As the primary refractive surface of the eye, clarity of the cornea is essential for optimal visual acuity. Many disease processes can irreversibly disrupt corneal clarity requiring corneal transplantation to restore visual function. The most common indication for corneal transplantation is opacification from corneal edema.
Corneal edema arises from dysregulation of fluid homeostasis in the cornea. The natural tendency of the cornea is to imbibe fluid from the anterior chamber to facilitate the delivery of nutrients to this avascular tissue,1 however continuous fluid influx would lead to a constant state of corneal edema. The corneal endothelium, a monolayer of cells on the posterior surface of the cornea, regulates corneal hydration by providing a “leaky barrier”. Incomplete tight junction bands allow fluid influx while gradients formed by ion channels and transporters drive fluid efflux.2
Loss of corneal endothelial cells is the primary reason for corneal edema. Because of the nonproliferative nature of these cells, corneal transplantation with cadaveric donor tissue is currently the only means of restoring the endothelial monolayer of cells. However, recent research is pushing towards finding non- surgical treatment options. Three alternatives are being studied. One focuses on enhancing the proliferative potential of corneal endothelial cells, and drug treatments are now emerging.3 Another approach targets modulation of the endothelial cell barrier function.4 The final method seeks to enhance fluid efflux from the stroma across the endothelium and is the focus of my studies.

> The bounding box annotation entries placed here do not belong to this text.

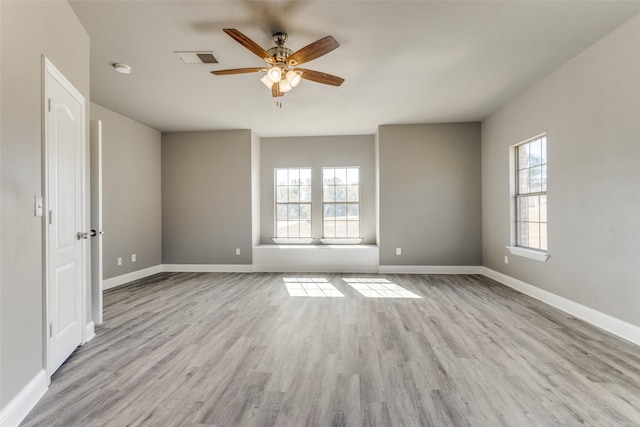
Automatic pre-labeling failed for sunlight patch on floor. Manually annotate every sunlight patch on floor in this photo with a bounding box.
[282,277,344,298]
[342,278,422,298]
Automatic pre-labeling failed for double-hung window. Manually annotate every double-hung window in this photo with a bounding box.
[322,167,360,239]
[514,135,547,252]
[275,168,311,238]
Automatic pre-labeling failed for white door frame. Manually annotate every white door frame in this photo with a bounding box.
[42,56,93,382]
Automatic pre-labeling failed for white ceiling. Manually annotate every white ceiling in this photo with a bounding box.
[71,0,640,136]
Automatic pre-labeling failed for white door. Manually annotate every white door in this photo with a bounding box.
[45,61,87,375]
[90,120,103,325]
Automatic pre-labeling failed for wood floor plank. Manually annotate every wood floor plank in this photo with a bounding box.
[23,273,640,427]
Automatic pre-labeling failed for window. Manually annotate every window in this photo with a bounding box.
[275,168,311,238]
[514,135,547,252]
[322,167,360,238]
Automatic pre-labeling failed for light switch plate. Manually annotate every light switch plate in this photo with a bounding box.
[33,196,44,216]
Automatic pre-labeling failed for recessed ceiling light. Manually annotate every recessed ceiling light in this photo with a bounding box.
[113,64,131,74]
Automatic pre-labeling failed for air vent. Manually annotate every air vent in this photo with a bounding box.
[175,51,218,64]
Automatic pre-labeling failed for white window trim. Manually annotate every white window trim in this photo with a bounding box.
[320,237,362,245]
[506,246,550,262]
[320,166,362,241]
[506,131,551,262]
[271,237,313,245]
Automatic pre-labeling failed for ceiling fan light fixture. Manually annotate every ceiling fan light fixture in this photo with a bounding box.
[280,79,293,93]
[260,73,275,89]
[267,65,282,83]
[287,70,302,87]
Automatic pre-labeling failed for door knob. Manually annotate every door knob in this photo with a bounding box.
[76,231,89,240]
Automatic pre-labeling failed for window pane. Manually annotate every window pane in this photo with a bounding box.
[300,185,311,202]
[527,222,540,249]
[323,221,336,237]
[276,205,287,221]
[347,221,360,237]
[540,224,547,251]
[289,221,300,237]
[300,169,311,185]
[287,205,300,221]
[276,221,289,237]
[518,197,529,222]
[322,185,336,202]
[335,168,347,185]
[347,203,360,220]
[529,139,542,166]
[518,169,529,194]
[300,217,311,237]
[518,144,529,169]
[518,222,529,246]
[274,168,311,237]
[276,169,289,185]
[527,196,540,222]
[529,166,542,193]
[289,185,300,202]
[347,168,360,185]
[347,184,360,202]
[300,205,311,223]
[322,168,334,185]
[289,169,300,184]
[324,204,336,219]
[276,185,289,203]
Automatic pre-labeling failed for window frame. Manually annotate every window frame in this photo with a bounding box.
[320,166,362,244]
[507,132,549,261]
[272,166,313,243]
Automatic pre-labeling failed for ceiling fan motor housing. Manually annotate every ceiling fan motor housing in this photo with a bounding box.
[267,46,293,63]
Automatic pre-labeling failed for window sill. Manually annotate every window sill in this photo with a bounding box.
[320,238,362,245]
[507,246,549,262]
[271,237,313,245]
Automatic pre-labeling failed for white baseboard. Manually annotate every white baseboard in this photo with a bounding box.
[253,264,378,274]
[481,267,640,345]
[102,264,164,290]
[0,369,49,427]
[83,321,96,345]
[162,264,253,273]
[378,265,482,274]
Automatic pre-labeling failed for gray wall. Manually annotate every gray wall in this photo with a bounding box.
[91,103,162,279]
[162,130,253,264]
[378,123,482,266]
[0,1,89,407]
[260,135,376,245]
[482,16,640,326]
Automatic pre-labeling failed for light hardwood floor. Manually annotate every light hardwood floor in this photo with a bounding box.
[23,273,640,427]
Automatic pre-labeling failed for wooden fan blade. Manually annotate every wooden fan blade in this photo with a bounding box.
[296,68,344,86]
[222,28,273,64]
[287,36,340,65]
[271,83,284,98]
[211,67,267,76]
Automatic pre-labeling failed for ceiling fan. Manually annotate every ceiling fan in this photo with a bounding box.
[211,28,344,97]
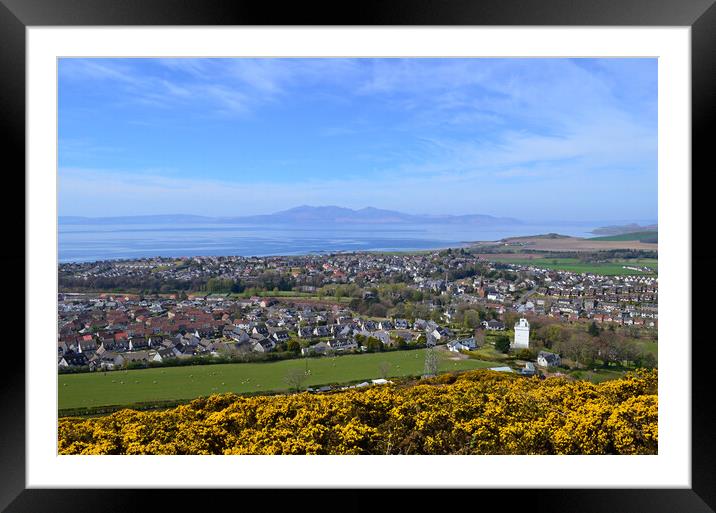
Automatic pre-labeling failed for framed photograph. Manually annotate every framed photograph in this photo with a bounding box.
[0,0,716,512]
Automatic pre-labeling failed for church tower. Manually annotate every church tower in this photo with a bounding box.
[512,317,530,349]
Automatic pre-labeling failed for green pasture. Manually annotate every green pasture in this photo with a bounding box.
[58,349,499,409]
[484,253,659,276]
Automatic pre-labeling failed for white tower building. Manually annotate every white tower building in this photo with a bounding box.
[512,317,530,349]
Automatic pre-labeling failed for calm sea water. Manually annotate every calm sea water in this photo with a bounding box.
[58,223,599,262]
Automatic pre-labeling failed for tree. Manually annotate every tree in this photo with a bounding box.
[425,347,440,376]
[286,338,301,353]
[283,369,308,392]
[589,321,600,337]
[495,335,510,353]
[365,337,383,351]
[378,362,392,379]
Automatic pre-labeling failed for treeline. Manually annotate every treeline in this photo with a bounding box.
[530,322,657,368]
[58,370,658,455]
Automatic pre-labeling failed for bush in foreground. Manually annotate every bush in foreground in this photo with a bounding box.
[58,370,658,454]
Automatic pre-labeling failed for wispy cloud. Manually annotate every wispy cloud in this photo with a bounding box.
[60,59,657,222]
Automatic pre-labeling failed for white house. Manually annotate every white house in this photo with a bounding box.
[537,351,562,367]
[512,317,530,349]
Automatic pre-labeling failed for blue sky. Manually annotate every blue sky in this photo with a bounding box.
[58,58,657,221]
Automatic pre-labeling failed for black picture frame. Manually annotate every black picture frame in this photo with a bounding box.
[0,0,716,513]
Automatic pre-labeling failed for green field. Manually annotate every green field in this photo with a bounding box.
[58,349,500,410]
[589,231,659,242]
[486,253,659,276]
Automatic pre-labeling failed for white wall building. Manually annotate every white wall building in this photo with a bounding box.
[512,317,530,349]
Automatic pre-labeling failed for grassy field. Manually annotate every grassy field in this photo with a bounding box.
[590,231,659,242]
[486,253,659,276]
[58,349,499,409]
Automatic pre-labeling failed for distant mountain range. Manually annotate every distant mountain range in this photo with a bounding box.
[591,223,658,235]
[58,205,523,226]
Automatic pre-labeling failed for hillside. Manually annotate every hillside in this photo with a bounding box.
[589,231,659,243]
[59,205,521,226]
[58,370,658,454]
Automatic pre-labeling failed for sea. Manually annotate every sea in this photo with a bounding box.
[58,222,604,262]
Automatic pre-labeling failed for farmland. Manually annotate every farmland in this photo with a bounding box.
[483,253,658,276]
[590,231,658,243]
[58,349,500,410]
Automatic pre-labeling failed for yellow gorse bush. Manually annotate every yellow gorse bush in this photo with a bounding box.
[58,370,658,454]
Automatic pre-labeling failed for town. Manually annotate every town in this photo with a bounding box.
[57,248,658,384]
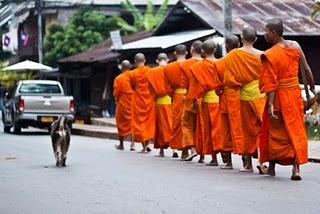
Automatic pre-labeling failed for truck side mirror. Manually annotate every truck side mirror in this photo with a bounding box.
[4,91,11,101]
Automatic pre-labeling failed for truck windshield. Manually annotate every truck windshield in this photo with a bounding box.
[19,83,61,94]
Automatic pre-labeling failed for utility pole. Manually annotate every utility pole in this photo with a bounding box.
[36,0,43,63]
[223,0,232,37]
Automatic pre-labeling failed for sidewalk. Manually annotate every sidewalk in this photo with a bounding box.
[72,118,320,163]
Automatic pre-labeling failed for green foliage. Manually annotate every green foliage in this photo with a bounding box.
[44,7,118,66]
[311,1,320,18]
[115,0,169,34]
[0,62,36,90]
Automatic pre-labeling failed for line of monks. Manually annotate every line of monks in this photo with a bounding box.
[114,19,315,180]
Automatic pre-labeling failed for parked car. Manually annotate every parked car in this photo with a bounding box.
[2,80,75,133]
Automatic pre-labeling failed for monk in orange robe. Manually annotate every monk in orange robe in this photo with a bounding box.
[214,35,243,169]
[224,26,266,172]
[179,41,203,162]
[113,60,134,151]
[164,44,188,159]
[130,53,156,153]
[147,53,172,157]
[259,19,315,180]
[187,40,222,166]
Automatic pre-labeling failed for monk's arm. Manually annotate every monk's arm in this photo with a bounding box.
[299,46,316,95]
[267,91,278,119]
[113,80,120,102]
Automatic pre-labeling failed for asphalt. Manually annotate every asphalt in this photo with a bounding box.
[0,127,320,214]
[73,118,320,163]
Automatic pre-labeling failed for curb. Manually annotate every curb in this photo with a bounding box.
[91,118,117,127]
[71,128,119,140]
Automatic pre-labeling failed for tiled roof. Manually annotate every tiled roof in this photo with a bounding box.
[59,32,152,64]
[181,0,320,36]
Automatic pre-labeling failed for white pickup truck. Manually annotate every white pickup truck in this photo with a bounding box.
[2,80,75,133]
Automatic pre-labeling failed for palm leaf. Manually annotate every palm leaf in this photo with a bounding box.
[143,0,155,31]
[121,0,143,30]
[155,0,169,25]
[113,16,138,33]
[311,3,320,18]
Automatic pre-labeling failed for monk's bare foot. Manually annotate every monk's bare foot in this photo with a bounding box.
[239,167,253,172]
[172,152,179,158]
[220,152,228,163]
[114,145,124,150]
[130,143,136,151]
[221,164,233,170]
[185,152,198,161]
[291,164,301,181]
[138,149,148,154]
[198,155,204,163]
[257,165,268,175]
[267,167,276,177]
[206,158,219,166]
[198,158,204,163]
[291,170,301,181]
[181,149,189,161]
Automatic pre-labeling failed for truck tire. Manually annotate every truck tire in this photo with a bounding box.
[3,125,11,133]
[12,115,21,134]
[13,125,21,134]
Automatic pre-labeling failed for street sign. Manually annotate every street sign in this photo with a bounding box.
[110,30,122,50]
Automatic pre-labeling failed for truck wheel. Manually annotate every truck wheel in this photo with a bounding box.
[3,125,11,133]
[13,125,21,134]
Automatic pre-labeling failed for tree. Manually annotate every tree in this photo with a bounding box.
[114,0,168,34]
[311,0,320,18]
[0,61,37,90]
[44,7,118,66]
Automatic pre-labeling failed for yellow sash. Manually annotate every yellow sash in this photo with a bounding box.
[174,88,187,94]
[156,95,171,105]
[240,80,266,101]
[278,77,299,89]
[203,90,219,103]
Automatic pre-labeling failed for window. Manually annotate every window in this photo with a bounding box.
[19,83,61,94]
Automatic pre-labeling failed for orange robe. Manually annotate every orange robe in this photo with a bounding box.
[187,59,222,155]
[130,66,156,142]
[260,45,308,165]
[164,61,186,149]
[113,71,133,137]
[214,58,235,152]
[147,66,172,148]
[180,58,199,148]
[224,49,266,154]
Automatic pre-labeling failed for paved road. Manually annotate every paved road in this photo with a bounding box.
[0,125,320,214]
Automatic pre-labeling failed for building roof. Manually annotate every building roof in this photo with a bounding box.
[44,0,178,6]
[175,0,320,36]
[121,29,216,50]
[59,32,153,64]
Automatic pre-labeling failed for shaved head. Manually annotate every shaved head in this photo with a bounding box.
[174,44,187,55]
[226,35,240,52]
[157,53,169,65]
[157,53,169,61]
[266,19,283,36]
[191,40,202,54]
[202,39,217,55]
[120,59,131,72]
[134,53,146,65]
[241,26,257,43]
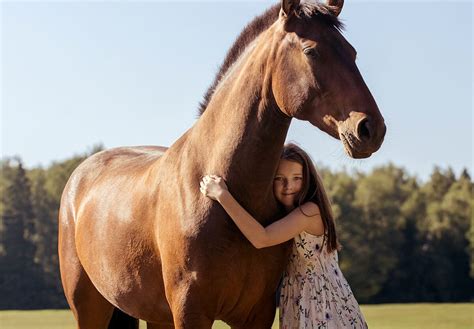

Fluid efflux across the corneal endothelium is governed by ion movement. For several decades, investigators have questioned the roles of various ions, channels and transporters in the endothelium. In 1965, Brown and Hedbys demonstrated the importance of the Na+/K+ ATPase in supporting corneal deturgescence in rabbit eyes.5 Further studies on rabbit corneal endothelium confirmed the need for ATP as well as Na+ and HCO3−.6,7 Initial investigations in the 1970’s on transport in human cornea demonstrated that human (and monkey) as compared to rabbit corneas had different polarities and responses to changes in extracellular pH.8,9 In 1981, Wingham and Hodson showed similar responses in human and bovine corneal endothelial short-circuit current response (a measure of the rate of active ion transport) to extracellular HCO3− concentration and suggested that human, bovine and rabbit corneas had similar endothelial transport mechanisms.10,11 They published one final manuscript on human corneal endothelial physiology in 1987 and discussed that they could no longer perform human corneal experiments because of the expense of maintaining a protocol that could be used only when donor eyes became available.12 Such experiments on native human corneal endothelium have not been published since then, despite the fact that data from the 1970’s demonstrated differences among species.
Four factors should prompt us to revisit this situation. First, there is an obvious need for an in vitro human model system to test any future advances in targeting ion transport as a means for treating corneal edema. Second, human corneal tissue not suitable for transplantation is more readily available than several decades ago due to improved corneal storage media and eye banking operations. Third, advances in physiologic instrumentation have streamlined the experimental process. And finally, clinical observations tell us that the current model of fluid transport as developed from animal studies does not directly model human corneal endothelial behavior.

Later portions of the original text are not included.